The gum base has to be conditioned to the right temperature. If starting from cold then heat will need to be applied through the integral double walls of the mixer during the first stages of re-mixing to soften and melt the gum base.

With the mixture heated to approx. 50-70 degrees C, some of the other powder ingredients are added to help with the melting, kneading and mixture preparation.

What Else Can Be Added To The Mix?

Further ingredients include: natural or artificial sweeteners such as powdered sugar; softeners such as glycerine (to keep the gum soft and flexible); bulking agents (to produce the right density of gum); flavourings such as spearmint, peppermint or cinnamon; colourings; preservatives and other additives.

A 650 Kg batch of chewing gum tilt-discharged from a Winkworth Z MixerArriving at the “simple” stick of high-quality chewing gum is a complex process. Each manufacturer will have tightly controlled processes governing the sequence of additions and mixing parameters at each of these phases.
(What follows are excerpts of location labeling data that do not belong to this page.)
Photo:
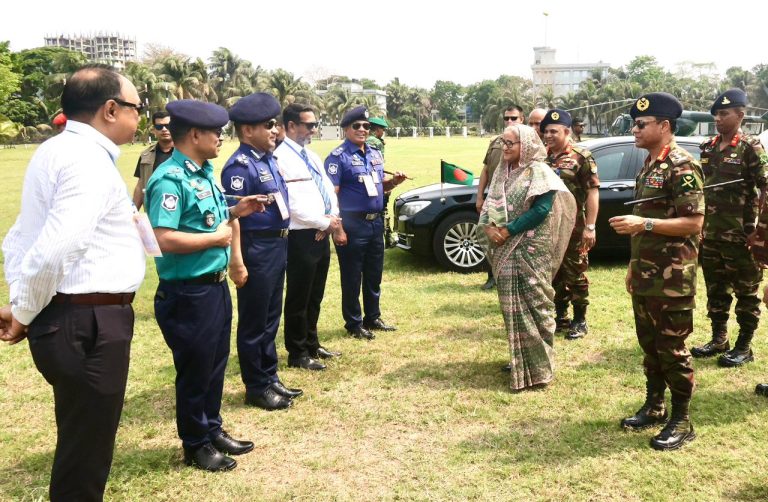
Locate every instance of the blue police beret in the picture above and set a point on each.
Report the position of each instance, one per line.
(555, 116)
(197, 113)
(357, 113)
(657, 104)
(729, 99)
(255, 108)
Exhaustive checks are carried out to determine product qualities such as: How long the flavour will last

  •     Initial burst of the flavour
  •     Texture on the tongue
  •     Chew ability
  •     Stretchiness, softness, firmness
  •     Stickiness on the teeth and tongue

“The mixer is a vital component in the final chewing gum outcome. Winkworth’s experience in designing and manufacturing mixers for chewing gum is vast. We recognise that protecting and maintaining the integrity of a high volume, often global, brands requires quality and reliability throughout all parts of the process, and mixing is at the heart of that process,” said Winkworth’s Managing Director, Grant Jamieson. Now that’s something to chew on, isn’t it?

 Chewing Gum Fact file

  • Chewing gum is believed to be one of the world’s most common habits, dating back to ancient times.
  •  Around the world people are known to have chewed on natural materials for centuries – including thickened resin and latex from certain types of tree, sweet grasses, leaves & grains.
  •  In Ancient Greece women chewed the resin from the mastic tree to clean their teeth and sweeten their breath.
  •  The rudiments of manufacturing chewing gum have altered little, but the processes have been vastly improved by developments in machinery.
  •  It’s estimated that the British spend on average £250 million a year on gum.
  •  Annually more than 374 trillion sticks of chewing gum are manufactured – stacked on top of each other that would equate to a pile approximately 2,305,800 miles high.
  • As well as freshening the breath, additional benefits of chewing gum are believed to be improved oral hygiene, stress relief and weight management.
  • Chewing Gum can also be inspirational – Italian artist Maurizio Savini has created sculptures using thousands of pieces of chewed gum!
  • After the smoking ban was introduced in Ireland in 2004, chewing gum use was said to have increased by 30%.
  • The chewing gum industry is a profitable market with some sources indicating as many as 115 companies manufacturing in 30 countries.